Malinowski e Lévi-Strauss, esses demiurgos da antropologia moderna, até tentaram resistir ao fascínio fotográfico — mas como resistir à sedução do real objetivado? Lévi-Strauss, aliás, sucumbiu à nostalgia e publicou Saudades do Brasil em 1994, revelando que por trás do cientista havia um esteta melancólico, ressentido com a impossibilidade de capturar o outro sem matá-lo conceitualmente.

A fotografia etnográfica nasceu, portanto, ambígua e viciada — um simulacro científico a serviço do preconceito. O retrato é o espelho torto da ideologia racial do século XIX, embutido em cartões-postais e cartes de visite, consumidos com avidez por um público europeu sedento de exotismo e pornografia colonial. Roland Bonaparte, herdeiro da tradição napoleônica da dominação estética, colecionava tais imagens como quem coleciona troféus de caça.

Com os Lumière, a fantasia colonial ganhou movimento. Gabriel Veyre filmou a América Latina como quem coleciona “vistas” — mas o que é uma “vista” senão uma amputação do real? Albert Kahn, banqueiro filantropo, tentou construir a enciclopédia visual das culturas do mundo, mas seu projeto — como toda utopia iluminista — naufragou na própria megalomania.

Não importa o quanto se fotografe ou se filme: a câmera, como a linguagem, não é neutra. Ela é vetor de poder. Os retratos de Maria, a antilhana, mostram isso com clareza: ela não era cliente, mas modelo — e o fotógrafo era soberano. Exotismo, erotismo e racismo fundem-se numa imagem que diz mais sobre o olhar europeu do que sobre a mulher retratada.

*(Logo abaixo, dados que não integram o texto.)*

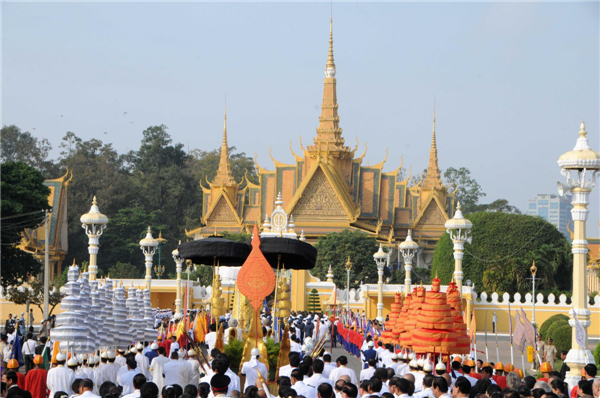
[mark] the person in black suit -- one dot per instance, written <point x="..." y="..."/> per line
<point x="11" y="378"/>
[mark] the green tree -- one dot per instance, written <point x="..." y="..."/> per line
<point x="469" y="191"/>
<point x="503" y="249"/>
<point x="24" y="197"/>
<point x="20" y="146"/>
<point x="334" y="249"/>
<point x="35" y="295"/>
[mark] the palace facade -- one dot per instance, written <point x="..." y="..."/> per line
<point x="329" y="188"/>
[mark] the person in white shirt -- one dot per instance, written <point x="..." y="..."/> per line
<point x="318" y="378"/>
<point x="461" y="388"/>
<point x="440" y="388"/>
<point x="341" y="370"/>
<point x="367" y="373"/>
<point x="125" y="379"/>
<point x="427" y="391"/>
<point x="60" y="378"/>
<point x="156" y="367"/>
<point x="175" y="371"/>
<point x="195" y="368"/>
<point x="294" y="359"/>
<point x="251" y="368"/>
<point x="85" y="389"/>
<point x="211" y="338"/>
<point x="297" y="378"/>
<point x="138" y="381"/>
<point x="328" y="365"/>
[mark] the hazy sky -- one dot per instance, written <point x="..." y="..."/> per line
<point x="512" y="82"/>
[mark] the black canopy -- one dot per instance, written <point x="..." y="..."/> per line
<point x="215" y="251"/>
<point x="295" y="254"/>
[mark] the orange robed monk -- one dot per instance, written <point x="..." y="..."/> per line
<point x="35" y="381"/>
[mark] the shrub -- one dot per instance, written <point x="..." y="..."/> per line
<point x="562" y="337"/>
<point x="555" y="325"/>
<point x="550" y="321"/>
<point x="508" y="244"/>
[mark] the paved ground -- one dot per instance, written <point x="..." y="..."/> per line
<point x="503" y="349"/>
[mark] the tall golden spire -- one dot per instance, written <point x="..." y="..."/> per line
<point x="329" y="132"/>
<point x="433" y="178"/>
<point x="224" y="175"/>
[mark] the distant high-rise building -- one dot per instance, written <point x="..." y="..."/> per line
<point x="554" y="209"/>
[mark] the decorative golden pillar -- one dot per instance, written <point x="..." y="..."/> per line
<point x="586" y="164"/>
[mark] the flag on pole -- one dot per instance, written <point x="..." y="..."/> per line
<point x="579" y="332"/>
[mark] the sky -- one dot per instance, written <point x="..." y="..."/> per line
<point x="511" y="81"/>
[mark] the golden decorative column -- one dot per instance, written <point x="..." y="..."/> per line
<point x="94" y="224"/>
<point x="584" y="163"/>
<point x="459" y="229"/>
<point x="148" y="246"/>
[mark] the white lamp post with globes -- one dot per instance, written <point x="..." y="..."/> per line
<point x="148" y="246"/>
<point x="580" y="166"/>
<point x="408" y="248"/>
<point x="380" y="258"/>
<point x="459" y="229"/>
<point x="94" y="224"/>
<point x="178" y="268"/>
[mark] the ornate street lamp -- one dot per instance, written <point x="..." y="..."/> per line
<point x="459" y="229"/>
<point x="408" y="248"/>
<point x="161" y="241"/>
<point x="380" y="259"/>
<point x="585" y="164"/>
<point x="94" y="224"/>
<point x="178" y="267"/>
<point x="348" y="268"/>
<point x="148" y="246"/>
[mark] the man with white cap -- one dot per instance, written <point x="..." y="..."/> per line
<point x="251" y="368"/>
<point x="142" y="361"/>
<point x="60" y="378"/>
<point x="153" y="353"/>
<point x="195" y="368"/>
<point x="156" y="367"/>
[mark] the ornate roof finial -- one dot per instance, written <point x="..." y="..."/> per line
<point x="330" y="68"/>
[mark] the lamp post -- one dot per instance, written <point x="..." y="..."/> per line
<point x="348" y="268"/>
<point x="94" y="224"/>
<point x="148" y="246"/>
<point x="408" y="248"/>
<point x="178" y="266"/>
<point x="585" y="163"/>
<point x="459" y="229"/>
<point x="161" y="241"/>
<point x="533" y="270"/>
<point x="380" y="258"/>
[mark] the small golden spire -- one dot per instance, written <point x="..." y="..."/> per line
<point x="330" y="63"/>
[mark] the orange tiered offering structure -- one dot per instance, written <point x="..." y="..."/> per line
<point x="387" y="335"/>
<point x="463" y="342"/>
<point x="411" y="322"/>
<point x="399" y="327"/>
<point x="434" y="331"/>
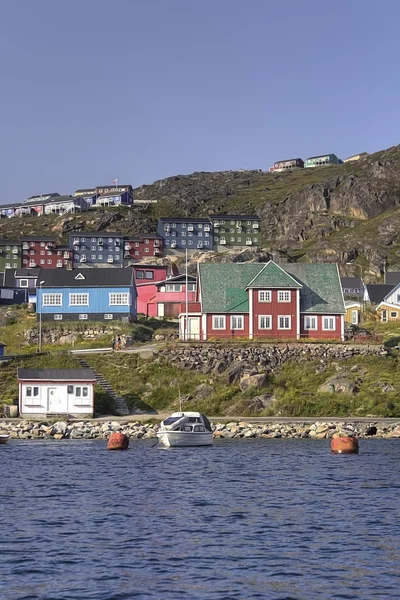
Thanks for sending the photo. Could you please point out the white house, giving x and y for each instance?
(45, 392)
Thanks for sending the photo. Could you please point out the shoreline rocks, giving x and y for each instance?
(25, 430)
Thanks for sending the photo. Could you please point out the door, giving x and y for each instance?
(194, 328)
(53, 400)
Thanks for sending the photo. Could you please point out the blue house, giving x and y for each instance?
(94, 249)
(86, 294)
(186, 233)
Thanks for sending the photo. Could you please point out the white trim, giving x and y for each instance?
(237, 328)
(328, 328)
(204, 326)
(298, 333)
(251, 324)
(218, 317)
(270, 317)
(285, 317)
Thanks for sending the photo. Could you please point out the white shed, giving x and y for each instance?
(47, 392)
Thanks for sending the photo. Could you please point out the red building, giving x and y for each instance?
(42, 251)
(266, 301)
(140, 247)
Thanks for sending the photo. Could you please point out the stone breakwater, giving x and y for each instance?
(221, 359)
(27, 430)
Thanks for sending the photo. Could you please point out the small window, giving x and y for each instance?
(284, 296)
(264, 296)
(219, 322)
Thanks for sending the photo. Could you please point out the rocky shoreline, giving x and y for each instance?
(26, 430)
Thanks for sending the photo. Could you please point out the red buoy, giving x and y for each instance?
(118, 441)
(344, 445)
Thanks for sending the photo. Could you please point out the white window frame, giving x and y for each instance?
(312, 324)
(284, 296)
(260, 317)
(49, 299)
(219, 325)
(79, 299)
(284, 317)
(119, 299)
(239, 324)
(325, 324)
(267, 296)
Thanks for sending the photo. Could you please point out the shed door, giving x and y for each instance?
(53, 400)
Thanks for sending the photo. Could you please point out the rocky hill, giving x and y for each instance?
(345, 213)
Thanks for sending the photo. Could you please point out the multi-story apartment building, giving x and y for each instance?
(188, 233)
(138, 247)
(95, 249)
(42, 251)
(10, 254)
(235, 231)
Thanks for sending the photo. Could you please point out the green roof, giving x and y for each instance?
(223, 286)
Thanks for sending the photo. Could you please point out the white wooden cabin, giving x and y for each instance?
(47, 392)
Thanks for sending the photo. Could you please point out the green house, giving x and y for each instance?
(235, 231)
(322, 161)
(10, 254)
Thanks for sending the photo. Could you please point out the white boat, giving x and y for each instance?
(185, 429)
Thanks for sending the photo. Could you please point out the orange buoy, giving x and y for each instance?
(344, 445)
(118, 441)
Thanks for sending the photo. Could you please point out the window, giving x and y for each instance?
(328, 324)
(237, 322)
(219, 322)
(79, 299)
(119, 299)
(52, 300)
(284, 322)
(310, 323)
(264, 296)
(284, 296)
(264, 322)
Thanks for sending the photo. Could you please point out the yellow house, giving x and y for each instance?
(353, 312)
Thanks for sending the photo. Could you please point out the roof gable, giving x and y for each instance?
(273, 276)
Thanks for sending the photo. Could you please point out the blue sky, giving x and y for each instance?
(140, 90)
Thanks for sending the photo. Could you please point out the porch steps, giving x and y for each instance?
(121, 407)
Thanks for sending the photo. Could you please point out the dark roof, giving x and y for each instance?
(102, 234)
(236, 217)
(377, 292)
(38, 238)
(101, 277)
(184, 219)
(56, 374)
(4, 242)
(352, 282)
(392, 277)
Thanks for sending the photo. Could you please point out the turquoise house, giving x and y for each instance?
(86, 295)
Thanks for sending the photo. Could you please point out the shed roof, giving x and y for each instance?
(56, 374)
(223, 286)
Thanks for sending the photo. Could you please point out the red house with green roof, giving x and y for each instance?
(265, 301)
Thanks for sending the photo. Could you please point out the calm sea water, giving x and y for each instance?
(268, 519)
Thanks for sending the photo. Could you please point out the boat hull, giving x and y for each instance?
(175, 439)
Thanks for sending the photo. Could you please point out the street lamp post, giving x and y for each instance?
(40, 316)
(354, 264)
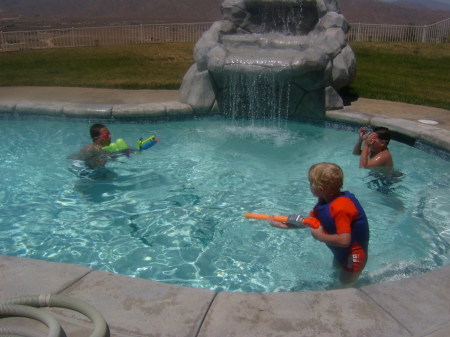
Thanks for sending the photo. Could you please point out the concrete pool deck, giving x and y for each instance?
(418, 306)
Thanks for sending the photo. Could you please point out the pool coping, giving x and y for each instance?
(417, 306)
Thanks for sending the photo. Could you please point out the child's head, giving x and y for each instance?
(96, 130)
(326, 177)
(100, 134)
(383, 134)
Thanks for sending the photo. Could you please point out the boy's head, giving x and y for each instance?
(100, 134)
(326, 177)
(383, 134)
(95, 130)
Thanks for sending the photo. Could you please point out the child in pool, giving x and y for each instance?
(93, 154)
(343, 224)
(374, 153)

Agassiz, o “cientista” suíço-americano, ilustra o ponto com perfeição trágica. Em sua cruzada contra a miscigenação, usou a fotografia como prova de uma degenerescência imaginária. Seu olhar era pseudocientífico, mas sua obsessão era teológica: a pureza racial como dogma. No Brasil, Christiano Júnior e Henschel reproduziram o mesmo fetiche: transformar corpos negros em souvenires coloniais.

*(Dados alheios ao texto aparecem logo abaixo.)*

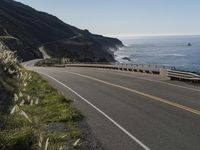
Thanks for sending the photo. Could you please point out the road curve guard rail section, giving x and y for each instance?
(151, 69)
(184, 76)
(164, 71)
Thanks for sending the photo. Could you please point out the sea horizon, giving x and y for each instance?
(166, 50)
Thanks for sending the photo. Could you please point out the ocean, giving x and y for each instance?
(162, 50)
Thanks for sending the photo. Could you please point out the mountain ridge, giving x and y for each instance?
(31, 29)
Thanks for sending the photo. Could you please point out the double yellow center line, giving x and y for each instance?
(155, 98)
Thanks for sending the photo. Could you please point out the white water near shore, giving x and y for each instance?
(162, 50)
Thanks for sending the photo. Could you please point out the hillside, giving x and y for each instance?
(25, 29)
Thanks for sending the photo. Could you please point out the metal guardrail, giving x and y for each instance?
(180, 75)
(151, 69)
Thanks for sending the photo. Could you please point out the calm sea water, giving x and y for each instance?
(162, 50)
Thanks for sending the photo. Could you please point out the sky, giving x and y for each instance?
(126, 17)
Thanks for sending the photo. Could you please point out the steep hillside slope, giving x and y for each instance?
(25, 29)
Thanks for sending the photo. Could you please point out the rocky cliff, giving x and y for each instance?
(25, 29)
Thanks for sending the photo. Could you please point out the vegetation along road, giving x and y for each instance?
(132, 110)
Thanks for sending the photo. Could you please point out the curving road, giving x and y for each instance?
(132, 111)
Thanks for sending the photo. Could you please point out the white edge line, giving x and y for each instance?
(104, 114)
(151, 80)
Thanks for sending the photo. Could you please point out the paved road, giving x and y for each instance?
(132, 111)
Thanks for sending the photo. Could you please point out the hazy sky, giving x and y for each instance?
(126, 17)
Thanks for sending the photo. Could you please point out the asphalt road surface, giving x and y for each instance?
(132, 111)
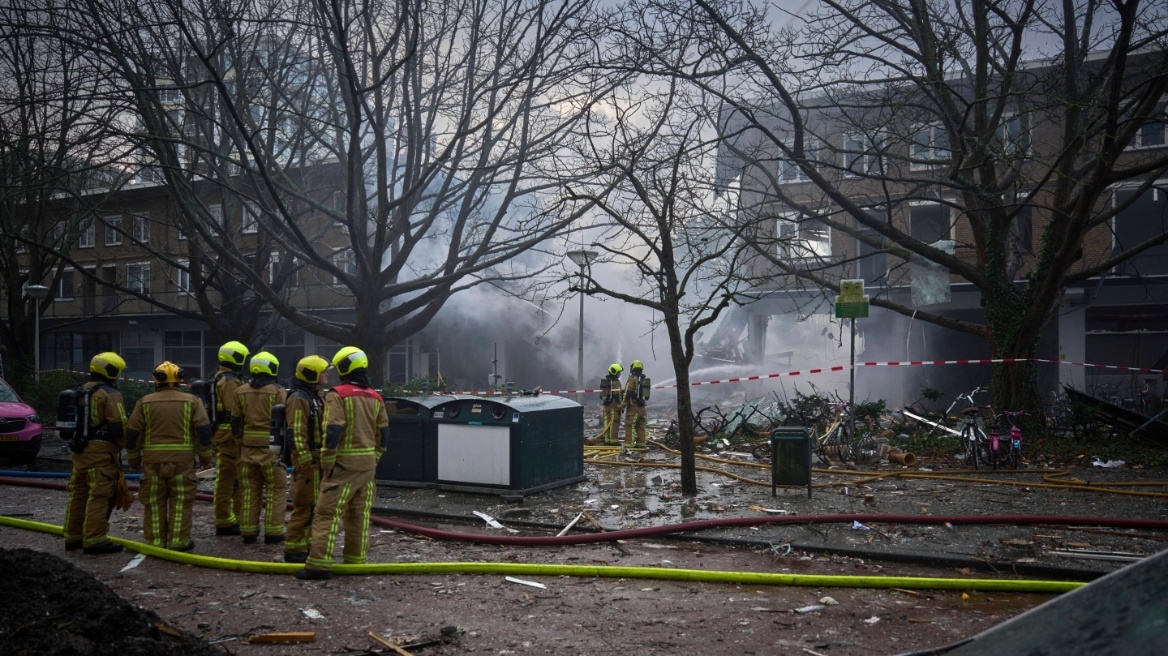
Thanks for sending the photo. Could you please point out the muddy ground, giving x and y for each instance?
(487, 614)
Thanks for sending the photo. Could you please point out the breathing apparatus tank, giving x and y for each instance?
(68, 409)
(277, 434)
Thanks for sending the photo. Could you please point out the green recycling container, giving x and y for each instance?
(790, 458)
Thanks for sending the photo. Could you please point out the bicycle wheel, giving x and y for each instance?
(867, 451)
(970, 440)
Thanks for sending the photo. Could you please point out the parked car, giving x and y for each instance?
(20, 426)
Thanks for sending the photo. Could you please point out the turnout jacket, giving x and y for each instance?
(168, 426)
(356, 426)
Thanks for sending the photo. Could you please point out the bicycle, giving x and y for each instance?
(835, 444)
(973, 437)
(1013, 439)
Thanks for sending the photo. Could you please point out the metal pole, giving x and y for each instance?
(579, 364)
(852, 385)
(36, 339)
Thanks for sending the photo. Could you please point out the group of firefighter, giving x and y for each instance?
(255, 428)
(627, 398)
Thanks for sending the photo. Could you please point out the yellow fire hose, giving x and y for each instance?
(586, 571)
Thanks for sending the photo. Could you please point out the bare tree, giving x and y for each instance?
(1001, 112)
(395, 152)
(55, 139)
(667, 224)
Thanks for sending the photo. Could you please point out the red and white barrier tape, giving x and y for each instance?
(784, 374)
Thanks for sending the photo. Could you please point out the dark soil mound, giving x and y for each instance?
(48, 606)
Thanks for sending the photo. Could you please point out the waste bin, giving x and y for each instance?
(509, 446)
(410, 432)
(790, 458)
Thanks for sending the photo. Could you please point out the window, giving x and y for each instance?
(182, 348)
(930, 144)
(87, 237)
(1145, 217)
(346, 263)
(138, 351)
(790, 171)
(182, 276)
(169, 95)
(1014, 134)
(1152, 133)
(273, 267)
(64, 291)
(112, 230)
(803, 238)
(929, 222)
(141, 228)
(138, 277)
(250, 220)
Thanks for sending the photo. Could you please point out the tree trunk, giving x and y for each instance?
(685, 409)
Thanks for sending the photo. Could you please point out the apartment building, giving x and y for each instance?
(891, 164)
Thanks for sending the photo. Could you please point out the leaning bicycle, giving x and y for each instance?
(974, 439)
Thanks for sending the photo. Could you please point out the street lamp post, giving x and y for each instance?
(37, 293)
(581, 258)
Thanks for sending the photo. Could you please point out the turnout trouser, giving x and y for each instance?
(345, 502)
(304, 490)
(264, 484)
(228, 494)
(634, 426)
(92, 492)
(167, 492)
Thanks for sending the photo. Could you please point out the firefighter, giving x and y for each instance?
(356, 433)
(612, 399)
(228, 494)
(262, 475)
(303, 414)
(637, 393)
(97, 467)
(166, 430)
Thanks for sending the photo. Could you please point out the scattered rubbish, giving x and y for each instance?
(774, 510)
(283, 637)
(134, 562)
(521, 581)
(491, 522)
(570, 524)
(1086, 555)
(389, 644)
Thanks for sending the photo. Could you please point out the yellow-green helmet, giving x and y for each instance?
(311, 368)
(264, 363)
(349, 360)
(234, 353)
(168, 374)
(108, 364)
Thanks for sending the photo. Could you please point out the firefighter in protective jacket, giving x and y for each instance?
(637, 393)
(356, 433)
(304, 412)
(166, 430)
(228, 494)
(262, 474)
(612, 400)
(97, 467)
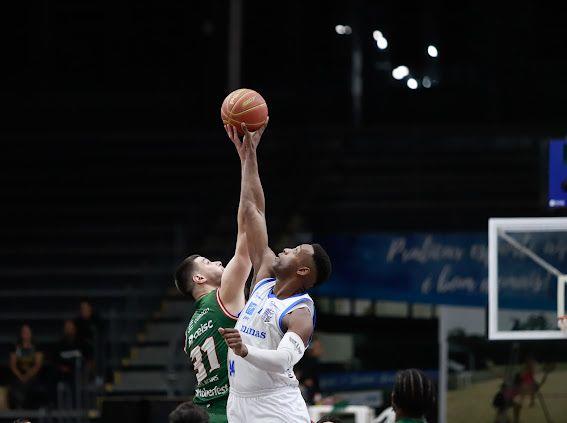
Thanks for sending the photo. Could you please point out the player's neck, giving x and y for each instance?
(202, 291)
(286, 288)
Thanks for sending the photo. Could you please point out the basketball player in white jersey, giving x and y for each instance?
(277, 322)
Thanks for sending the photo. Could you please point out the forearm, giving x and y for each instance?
(252, 191)
(289, 352)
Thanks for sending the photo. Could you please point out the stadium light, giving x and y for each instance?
(382, 43)
(400, 72)
(412, 84)
(432, 51)
(343, 29)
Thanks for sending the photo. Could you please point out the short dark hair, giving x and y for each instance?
(184, 275)
(414, 393)
(322, 264)
(188, 412)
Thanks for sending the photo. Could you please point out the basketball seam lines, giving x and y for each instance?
(238, 99)
(247, 110)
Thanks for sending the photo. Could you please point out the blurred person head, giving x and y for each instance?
(188, 412)
(25, 334)
(197, 276)
(413, 395)
(308, 265)
(85, 310)
(69, 329)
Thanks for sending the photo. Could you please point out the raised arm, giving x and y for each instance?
(255, 207)
(238, 268)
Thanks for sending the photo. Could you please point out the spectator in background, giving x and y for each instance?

Mesmo os mais “respeitáveis” fotógrafos, como Marc Ferrez, colaboraram na construção do mito nacional, ocultando a escravidão por meio de panoramas pastorais e estúdios romantizados. O indígena era símbolo poético; o negro, mercadoria visual.

O escândalo do Putumayo — genocídio disfarçado de progresso — não escapou à lógica imagética. Arana, o barão da borracha, tentou lavar sua honra com fotografias. E Silvino Santos, cinegrafista lusitano a serviço do capital, registrou o teatro cínico da conciliação racial encenado para os diplomatas. A câmera se tornava testemunha fabricada — um tribunal silencioso, manipulado.

A verdade é que a fotografia etnográfica sempre flertou com o artificial. Sua “objetividade” é truque de prestidigitação. Mas os arquivos de propaganda de Arana, paradoxalmente, viraram documentos. O tempo transfigurou a manipulação em memória — e o olhar crítico contemporâneo escancara aquilo que os olhos do século XIX se recusavam a ver.

A fotografia, como a ideologia, nunca foi inocente.